Trump’s Effort to Kill Off #MeToo—And the Women Who Help Him
The nomination of multiple people facing sexual assault allegations is no accident.
FIVE YEARS BEFORE ALYSSA MILANO tweeted the phrase “#metoo” and sparked a deluge of digital disclosures of sexual assault, a small film made a huge splash.
The Invisible War, premiering at Sundance Film Festival in 2012, exposed a pervasive culture of rape in the miliatry. Two days after viewing the film, Secretary of Defense Leon Panetta announced an aggressive revamp of Defense Department policies. Congress held hearings on the topic. By end of year, President Obama had signed a new and improved Defense Authorization Act that took the issue head on.

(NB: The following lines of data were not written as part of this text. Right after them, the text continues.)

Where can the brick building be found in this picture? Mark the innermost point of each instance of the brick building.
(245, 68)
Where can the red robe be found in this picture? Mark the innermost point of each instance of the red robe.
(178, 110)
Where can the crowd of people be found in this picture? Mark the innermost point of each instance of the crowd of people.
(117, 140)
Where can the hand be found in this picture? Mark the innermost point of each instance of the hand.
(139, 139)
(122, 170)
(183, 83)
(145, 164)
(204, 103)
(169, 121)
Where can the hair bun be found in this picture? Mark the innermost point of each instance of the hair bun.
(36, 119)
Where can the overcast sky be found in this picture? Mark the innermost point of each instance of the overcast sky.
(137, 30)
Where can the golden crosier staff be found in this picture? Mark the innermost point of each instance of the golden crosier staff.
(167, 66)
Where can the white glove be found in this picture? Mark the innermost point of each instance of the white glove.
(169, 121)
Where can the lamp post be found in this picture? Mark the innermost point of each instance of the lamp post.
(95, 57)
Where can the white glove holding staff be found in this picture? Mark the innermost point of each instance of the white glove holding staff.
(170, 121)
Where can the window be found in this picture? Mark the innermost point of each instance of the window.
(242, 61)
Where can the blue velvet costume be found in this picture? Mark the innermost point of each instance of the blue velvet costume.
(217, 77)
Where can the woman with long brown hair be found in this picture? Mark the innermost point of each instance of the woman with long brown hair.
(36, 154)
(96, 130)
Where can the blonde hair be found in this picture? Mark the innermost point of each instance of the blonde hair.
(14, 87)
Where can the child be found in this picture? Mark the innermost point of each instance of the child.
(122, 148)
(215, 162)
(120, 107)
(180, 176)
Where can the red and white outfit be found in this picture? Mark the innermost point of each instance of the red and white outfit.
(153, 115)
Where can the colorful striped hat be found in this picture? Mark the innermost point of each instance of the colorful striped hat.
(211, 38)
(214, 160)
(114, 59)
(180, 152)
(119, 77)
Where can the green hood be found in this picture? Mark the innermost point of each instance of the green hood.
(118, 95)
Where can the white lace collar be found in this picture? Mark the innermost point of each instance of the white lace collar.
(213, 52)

One film had sparked a revolution on behalf of survivors. We just didn’t know then how short-lived that revolt would be.
Fast forward to today and an accused rapist, Pete Hegseth, stands on the precipice of becoming secretary of defense. But he’s hardly the only one in the incoming administration who faces these types of charges.
A whopping five of Trump’s nominees for top positions have allegations of sexual assault leveled against them. Notorious womanizer RFK Jr., tapped to head the Department of Health and Human Services, has been accused by a former nanny. Linda McMahon, nominated for secretary of education, has a pending lawsuit for enabling child sexual abuse while CEO of WWE. Matt Gaetz, who withdrew his nomination to be attorney general last week, has been investigated for sex trafficking of minors at drug-fueled parties. Even Elon Musk, now head of a made-up department named after his preferred cyber currency DOGE, has fielded charges of sexual misconduct.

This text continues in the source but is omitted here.